Я оттолкнула его и вскочила, как ужаленная.
Быстро отбежала от него на пять метров и с вызовом посмотрела на него.
«Восемьсот монет» явно не ожидал такой реакции и, пошатнувшись, сделал несколько шагов назад.
— Что ты делаешь? — он позеленел от злости.
— А ты что делаешь? — парировала я.
— Я твой муж, — заявил он, словно напоминая мне о своих правах.
Жаль, что я не та Хуана, которая была раньше.
Его права на меня не действовали.
— Я не соглашалась на это.
— Ты...
— Иди к своей Анне-Марии-Жанне-Сюзанне-Маргарите-Элизабет! — выпалила я, на ходу придумывая имена. Не может быть, чтобы среди них не было имени его любовницы.
Он долго смотрел на меня, пока у меня не побежали мурашки по коже.

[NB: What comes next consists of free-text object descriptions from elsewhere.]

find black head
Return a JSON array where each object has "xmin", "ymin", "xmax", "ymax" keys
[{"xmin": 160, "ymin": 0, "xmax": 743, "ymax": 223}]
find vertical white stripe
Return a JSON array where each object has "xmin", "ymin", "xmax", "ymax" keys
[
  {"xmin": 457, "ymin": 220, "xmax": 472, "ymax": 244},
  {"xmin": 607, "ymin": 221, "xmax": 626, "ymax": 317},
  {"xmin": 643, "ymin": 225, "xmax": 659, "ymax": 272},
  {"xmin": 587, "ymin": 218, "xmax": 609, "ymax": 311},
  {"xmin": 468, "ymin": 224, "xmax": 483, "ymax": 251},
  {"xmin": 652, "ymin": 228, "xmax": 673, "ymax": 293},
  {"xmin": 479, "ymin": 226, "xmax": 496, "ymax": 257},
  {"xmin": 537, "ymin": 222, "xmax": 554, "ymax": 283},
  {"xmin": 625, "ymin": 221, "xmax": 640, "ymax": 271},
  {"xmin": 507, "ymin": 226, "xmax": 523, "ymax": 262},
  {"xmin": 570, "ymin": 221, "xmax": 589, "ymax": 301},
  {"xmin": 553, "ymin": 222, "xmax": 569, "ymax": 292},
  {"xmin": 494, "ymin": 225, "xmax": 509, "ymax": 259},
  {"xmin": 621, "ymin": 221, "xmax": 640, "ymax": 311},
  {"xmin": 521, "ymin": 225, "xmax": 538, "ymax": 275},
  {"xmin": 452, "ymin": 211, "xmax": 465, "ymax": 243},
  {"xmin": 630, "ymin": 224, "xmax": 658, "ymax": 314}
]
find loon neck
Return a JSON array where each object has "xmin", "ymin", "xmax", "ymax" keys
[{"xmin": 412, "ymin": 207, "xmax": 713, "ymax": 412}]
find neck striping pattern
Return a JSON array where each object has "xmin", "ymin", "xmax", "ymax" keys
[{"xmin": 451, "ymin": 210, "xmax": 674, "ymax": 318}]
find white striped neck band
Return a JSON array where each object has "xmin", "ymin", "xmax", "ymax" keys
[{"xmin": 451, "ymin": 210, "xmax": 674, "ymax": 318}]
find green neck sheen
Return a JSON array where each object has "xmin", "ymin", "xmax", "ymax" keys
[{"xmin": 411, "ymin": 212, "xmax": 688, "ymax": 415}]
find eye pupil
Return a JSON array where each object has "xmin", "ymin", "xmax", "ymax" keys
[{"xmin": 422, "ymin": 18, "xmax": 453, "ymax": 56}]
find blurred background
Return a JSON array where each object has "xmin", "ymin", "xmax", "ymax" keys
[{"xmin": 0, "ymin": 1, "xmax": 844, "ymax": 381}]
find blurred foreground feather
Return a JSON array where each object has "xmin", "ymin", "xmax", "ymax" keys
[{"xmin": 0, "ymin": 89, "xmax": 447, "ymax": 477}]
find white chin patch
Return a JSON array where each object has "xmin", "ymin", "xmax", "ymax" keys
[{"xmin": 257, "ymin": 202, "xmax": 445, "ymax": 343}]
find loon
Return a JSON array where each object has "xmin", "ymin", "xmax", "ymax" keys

А потом вдруг усмехнулся и сказал:
— Так ты все-таки дуешься на меня.
Да кто на тебя дуется?!
Я говорю совершенно серьезно!
Держись от меня подальше.
Чем дальше, тем лучше.
Наверное, мое надутое лицо показалось ему забавным, потому что он рассмеялся.
Я заметила, что, когда «Восемьсот монет» смеется, он особенно очарователен.
Но это не отменяет того факта, что он мерзавец.
— Как хочешь, — это были его последние слова в тот вечер.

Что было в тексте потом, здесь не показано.